- Church: Episcopal Church
- Diocese: Southwestern Virginia
- Elected: June 22, 1996
- In office: 1996–2013
- Predecessor: Arthur Heath Light
- Successor: Mark Bourlakas

Orders
- Ordination: 1974
- Consecration: October 26, 1996 by Edmond L. Browning

Personal details
- Born: December 28, 1947 (age 78) Salem, Oregon, United States
- Denomination: Anglican
- Spouse: Dorothy Ruth Houck (m. 1970)
- Children: 3

= Frank Neff Powell =

American bishop

Frank Neff Powell (born December 28, 1947) was the fifth bishop of the Episcopal Diocese of Southwestern Virginia from 1996 till 2013.

==Early life and education==
Powell was born on December 28, 1947, in Salem, Oregon. He was baptized at Saint Paul's Church in Salem, Oregon on November 28, 1948. Powell studied at Claremont Men's College from where he graduated with a Bachelor of Arts in history in 1970. After this, he commenced studies at the Episcopal Divinity School in Cambridge, Massachusetts, and graduated in 1973. He married
Dorothy Ruth Houck in 1970.

==Ordained ministry==
Powell was ordained deacon in 1973 and priest in 1974. He served as curate at Trinity Church in Portland, Oregon from 1973 till 1975, and later vicar of St Bede's Church in Forest Grove, Oregon from 1975 until 1983. In 1983 he became archdeacon of North Carolina and director for program in the Diocese of North Carolina.

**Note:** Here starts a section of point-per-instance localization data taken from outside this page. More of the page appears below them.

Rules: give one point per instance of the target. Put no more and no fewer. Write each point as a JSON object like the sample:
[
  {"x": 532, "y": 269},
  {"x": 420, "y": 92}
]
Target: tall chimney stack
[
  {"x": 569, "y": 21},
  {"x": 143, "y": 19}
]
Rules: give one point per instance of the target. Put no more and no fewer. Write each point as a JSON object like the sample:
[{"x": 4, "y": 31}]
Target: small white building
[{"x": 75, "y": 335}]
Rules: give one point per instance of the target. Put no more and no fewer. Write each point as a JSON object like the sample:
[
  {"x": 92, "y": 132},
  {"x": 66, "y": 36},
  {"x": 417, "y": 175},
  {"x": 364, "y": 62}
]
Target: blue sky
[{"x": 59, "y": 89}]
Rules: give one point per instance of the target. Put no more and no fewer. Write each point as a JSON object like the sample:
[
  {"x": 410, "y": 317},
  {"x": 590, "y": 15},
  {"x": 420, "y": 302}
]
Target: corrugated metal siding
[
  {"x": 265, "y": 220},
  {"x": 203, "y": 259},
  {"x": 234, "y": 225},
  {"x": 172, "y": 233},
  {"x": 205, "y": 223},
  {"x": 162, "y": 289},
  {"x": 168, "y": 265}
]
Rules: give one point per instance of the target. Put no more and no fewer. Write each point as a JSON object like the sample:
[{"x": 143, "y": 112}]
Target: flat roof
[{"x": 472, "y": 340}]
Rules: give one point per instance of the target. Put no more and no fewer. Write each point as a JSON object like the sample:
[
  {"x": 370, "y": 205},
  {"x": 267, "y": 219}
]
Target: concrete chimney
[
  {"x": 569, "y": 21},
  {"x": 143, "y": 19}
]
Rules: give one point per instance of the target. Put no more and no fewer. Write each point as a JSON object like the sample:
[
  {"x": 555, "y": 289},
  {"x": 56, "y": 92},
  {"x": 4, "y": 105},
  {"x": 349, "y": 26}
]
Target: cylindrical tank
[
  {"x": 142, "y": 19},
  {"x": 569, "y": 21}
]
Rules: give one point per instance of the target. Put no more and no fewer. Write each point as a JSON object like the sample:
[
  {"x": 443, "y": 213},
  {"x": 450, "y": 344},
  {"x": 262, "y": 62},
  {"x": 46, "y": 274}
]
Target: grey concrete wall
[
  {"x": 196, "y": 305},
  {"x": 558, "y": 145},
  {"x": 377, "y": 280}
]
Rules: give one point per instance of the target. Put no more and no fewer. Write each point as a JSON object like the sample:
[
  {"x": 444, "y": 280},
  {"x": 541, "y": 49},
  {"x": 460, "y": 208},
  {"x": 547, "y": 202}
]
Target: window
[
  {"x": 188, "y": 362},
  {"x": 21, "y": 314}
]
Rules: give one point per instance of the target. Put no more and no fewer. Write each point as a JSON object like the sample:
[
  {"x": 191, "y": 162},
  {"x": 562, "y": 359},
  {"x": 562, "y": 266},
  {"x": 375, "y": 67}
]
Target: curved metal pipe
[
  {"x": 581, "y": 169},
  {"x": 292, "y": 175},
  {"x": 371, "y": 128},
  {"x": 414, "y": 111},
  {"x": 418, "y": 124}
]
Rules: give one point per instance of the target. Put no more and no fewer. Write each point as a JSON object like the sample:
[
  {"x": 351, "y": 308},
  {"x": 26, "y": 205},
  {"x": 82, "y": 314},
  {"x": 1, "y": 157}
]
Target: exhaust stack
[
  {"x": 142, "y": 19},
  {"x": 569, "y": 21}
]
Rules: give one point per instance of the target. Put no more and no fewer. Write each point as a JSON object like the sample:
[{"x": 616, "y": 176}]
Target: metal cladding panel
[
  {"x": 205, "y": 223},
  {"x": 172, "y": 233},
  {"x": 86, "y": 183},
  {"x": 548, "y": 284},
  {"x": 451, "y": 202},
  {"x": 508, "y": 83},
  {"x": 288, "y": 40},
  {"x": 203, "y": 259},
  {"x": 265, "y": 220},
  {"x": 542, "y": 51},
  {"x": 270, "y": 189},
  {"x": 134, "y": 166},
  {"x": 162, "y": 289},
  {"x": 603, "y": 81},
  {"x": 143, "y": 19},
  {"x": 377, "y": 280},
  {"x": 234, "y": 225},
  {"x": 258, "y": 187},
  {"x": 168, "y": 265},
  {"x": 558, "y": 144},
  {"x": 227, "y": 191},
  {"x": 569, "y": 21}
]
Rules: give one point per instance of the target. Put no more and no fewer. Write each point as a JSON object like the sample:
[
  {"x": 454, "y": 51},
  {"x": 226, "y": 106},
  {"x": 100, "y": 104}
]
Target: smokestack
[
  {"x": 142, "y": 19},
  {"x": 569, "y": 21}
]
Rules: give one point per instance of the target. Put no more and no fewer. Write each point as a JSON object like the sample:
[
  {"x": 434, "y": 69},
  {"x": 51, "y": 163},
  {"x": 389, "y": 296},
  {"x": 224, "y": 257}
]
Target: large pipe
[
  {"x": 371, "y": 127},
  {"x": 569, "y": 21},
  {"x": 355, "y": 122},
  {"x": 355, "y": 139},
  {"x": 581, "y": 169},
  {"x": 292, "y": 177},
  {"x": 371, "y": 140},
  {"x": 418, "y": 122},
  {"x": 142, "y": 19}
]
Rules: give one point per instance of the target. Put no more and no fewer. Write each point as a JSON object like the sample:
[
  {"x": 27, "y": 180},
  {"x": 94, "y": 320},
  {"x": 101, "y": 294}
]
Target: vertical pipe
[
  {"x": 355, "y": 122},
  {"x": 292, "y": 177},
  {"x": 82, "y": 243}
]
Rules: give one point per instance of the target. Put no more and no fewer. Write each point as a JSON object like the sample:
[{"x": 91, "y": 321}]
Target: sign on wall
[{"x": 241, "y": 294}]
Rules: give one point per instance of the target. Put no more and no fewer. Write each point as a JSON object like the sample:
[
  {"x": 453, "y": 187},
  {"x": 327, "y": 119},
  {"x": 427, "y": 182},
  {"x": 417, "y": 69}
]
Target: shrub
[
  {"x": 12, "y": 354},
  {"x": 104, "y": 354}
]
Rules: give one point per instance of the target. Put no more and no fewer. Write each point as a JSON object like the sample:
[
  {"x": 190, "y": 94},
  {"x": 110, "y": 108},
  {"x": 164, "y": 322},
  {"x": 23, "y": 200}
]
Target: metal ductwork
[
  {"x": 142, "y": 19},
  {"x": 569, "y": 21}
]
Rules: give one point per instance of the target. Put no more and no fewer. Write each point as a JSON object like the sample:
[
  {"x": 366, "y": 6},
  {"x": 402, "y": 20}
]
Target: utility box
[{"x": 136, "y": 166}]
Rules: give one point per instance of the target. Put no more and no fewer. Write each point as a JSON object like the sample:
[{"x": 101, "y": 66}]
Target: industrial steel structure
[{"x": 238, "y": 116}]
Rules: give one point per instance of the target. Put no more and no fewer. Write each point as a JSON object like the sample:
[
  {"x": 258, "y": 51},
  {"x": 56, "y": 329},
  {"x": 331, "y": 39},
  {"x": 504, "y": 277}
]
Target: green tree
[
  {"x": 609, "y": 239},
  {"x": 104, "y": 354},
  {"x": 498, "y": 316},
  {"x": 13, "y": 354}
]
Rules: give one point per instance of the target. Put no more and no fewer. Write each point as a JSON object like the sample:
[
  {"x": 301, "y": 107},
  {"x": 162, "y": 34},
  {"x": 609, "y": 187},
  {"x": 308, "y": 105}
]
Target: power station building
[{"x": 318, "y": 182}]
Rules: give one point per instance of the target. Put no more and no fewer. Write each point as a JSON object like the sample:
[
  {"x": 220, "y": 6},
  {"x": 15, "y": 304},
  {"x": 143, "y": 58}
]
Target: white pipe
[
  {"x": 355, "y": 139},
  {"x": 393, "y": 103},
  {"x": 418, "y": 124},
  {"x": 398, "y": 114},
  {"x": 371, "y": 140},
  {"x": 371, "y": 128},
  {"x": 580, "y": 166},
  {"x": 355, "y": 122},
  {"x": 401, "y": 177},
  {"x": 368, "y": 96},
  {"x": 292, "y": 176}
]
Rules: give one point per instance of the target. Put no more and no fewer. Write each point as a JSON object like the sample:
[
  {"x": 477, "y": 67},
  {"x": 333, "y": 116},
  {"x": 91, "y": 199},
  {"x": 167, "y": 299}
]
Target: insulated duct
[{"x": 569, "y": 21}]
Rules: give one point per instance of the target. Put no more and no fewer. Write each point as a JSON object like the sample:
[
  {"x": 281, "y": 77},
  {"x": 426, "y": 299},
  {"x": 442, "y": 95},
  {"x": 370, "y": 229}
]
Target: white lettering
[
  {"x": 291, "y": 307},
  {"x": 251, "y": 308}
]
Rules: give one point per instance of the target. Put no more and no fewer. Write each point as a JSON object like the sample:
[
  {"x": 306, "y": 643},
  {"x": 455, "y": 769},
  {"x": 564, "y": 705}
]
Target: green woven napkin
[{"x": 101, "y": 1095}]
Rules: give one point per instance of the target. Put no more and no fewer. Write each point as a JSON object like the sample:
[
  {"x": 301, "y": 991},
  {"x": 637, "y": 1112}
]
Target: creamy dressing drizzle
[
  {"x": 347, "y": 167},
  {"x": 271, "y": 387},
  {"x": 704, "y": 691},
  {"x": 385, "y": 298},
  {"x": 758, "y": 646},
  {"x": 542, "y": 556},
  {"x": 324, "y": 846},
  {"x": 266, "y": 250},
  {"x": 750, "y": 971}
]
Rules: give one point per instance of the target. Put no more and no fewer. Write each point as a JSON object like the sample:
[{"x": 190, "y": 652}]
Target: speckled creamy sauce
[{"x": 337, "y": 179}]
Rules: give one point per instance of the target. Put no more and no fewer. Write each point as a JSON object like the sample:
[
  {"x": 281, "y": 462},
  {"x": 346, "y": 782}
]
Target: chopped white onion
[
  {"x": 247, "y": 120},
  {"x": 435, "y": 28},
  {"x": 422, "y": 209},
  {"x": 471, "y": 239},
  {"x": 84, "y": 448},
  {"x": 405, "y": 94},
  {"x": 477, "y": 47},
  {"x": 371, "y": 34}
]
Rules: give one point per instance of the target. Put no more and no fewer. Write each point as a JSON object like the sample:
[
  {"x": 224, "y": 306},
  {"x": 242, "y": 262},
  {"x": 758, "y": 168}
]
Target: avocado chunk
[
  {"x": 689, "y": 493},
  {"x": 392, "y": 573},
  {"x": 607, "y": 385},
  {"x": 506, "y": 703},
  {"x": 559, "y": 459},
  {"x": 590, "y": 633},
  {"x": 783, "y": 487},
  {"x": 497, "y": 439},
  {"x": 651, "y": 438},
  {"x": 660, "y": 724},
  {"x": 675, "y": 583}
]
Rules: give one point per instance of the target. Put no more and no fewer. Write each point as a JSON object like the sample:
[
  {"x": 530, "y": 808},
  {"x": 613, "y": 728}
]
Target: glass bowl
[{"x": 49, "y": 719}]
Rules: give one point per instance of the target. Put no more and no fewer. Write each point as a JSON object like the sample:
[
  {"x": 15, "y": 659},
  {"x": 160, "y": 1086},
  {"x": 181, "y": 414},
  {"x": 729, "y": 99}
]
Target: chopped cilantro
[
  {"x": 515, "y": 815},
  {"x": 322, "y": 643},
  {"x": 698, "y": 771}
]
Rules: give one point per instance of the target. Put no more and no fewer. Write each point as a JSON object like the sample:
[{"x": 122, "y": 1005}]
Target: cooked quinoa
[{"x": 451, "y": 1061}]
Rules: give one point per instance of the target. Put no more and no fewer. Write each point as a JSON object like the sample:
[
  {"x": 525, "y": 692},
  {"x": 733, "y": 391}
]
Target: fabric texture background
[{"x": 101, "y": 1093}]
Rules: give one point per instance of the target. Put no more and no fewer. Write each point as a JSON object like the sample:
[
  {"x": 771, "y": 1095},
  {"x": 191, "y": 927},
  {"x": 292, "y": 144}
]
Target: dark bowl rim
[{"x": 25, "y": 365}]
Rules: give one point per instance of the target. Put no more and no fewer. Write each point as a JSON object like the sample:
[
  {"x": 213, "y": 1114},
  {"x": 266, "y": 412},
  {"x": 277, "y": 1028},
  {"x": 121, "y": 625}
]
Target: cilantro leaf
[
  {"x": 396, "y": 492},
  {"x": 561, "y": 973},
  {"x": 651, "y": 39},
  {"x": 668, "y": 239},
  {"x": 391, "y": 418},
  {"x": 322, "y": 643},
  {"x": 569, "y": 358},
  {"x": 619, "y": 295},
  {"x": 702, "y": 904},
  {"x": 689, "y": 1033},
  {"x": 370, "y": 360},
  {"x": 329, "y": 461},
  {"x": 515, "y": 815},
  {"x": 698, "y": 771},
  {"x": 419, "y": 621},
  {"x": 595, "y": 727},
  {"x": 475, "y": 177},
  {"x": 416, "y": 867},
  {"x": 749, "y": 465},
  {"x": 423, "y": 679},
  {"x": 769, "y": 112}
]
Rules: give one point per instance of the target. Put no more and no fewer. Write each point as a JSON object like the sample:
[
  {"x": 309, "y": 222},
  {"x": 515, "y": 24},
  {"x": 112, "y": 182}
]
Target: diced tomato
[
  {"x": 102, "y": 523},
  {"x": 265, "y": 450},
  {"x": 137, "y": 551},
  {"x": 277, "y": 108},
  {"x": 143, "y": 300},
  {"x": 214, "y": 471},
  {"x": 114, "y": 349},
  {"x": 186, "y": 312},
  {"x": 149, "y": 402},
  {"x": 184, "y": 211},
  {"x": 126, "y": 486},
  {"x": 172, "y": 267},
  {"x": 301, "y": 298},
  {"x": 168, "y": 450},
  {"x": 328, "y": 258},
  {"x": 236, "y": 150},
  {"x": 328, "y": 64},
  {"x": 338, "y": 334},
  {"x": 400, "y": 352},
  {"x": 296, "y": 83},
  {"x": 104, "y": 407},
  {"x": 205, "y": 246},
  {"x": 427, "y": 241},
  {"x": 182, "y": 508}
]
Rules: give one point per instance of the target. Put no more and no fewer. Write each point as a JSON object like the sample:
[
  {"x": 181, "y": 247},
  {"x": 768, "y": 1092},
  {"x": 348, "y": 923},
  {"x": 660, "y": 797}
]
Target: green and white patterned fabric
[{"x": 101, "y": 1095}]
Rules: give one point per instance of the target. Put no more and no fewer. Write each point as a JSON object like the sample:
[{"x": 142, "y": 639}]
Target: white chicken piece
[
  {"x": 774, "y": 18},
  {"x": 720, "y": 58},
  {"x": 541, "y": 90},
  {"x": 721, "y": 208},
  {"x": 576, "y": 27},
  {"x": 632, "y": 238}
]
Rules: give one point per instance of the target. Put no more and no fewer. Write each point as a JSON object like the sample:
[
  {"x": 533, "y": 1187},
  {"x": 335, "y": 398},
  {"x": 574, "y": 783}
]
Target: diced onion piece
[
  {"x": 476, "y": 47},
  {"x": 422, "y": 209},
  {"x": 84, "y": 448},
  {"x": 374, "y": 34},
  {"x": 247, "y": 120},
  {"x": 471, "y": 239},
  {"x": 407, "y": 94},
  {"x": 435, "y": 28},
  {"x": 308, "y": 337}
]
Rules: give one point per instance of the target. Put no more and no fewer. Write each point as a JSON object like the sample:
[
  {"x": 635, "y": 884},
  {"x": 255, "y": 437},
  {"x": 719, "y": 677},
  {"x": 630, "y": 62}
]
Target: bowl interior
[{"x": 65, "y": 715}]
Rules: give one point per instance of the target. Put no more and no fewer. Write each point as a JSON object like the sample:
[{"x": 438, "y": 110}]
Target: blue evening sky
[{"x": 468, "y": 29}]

In 1990 he was then appointed as executive assistant to the Bishop of Oregon.

==Episcopacy==
On June 22, 1996, Powell was elected the fifth Bishop of Southwestern Virginia on the fifth ballot. He was consecrated on October 26, 1996, with Presiding Bishop Edmond L. Browning as principal consecrator. He retired in July 2013 after nearly seventeen years of ministry leading the Diocese.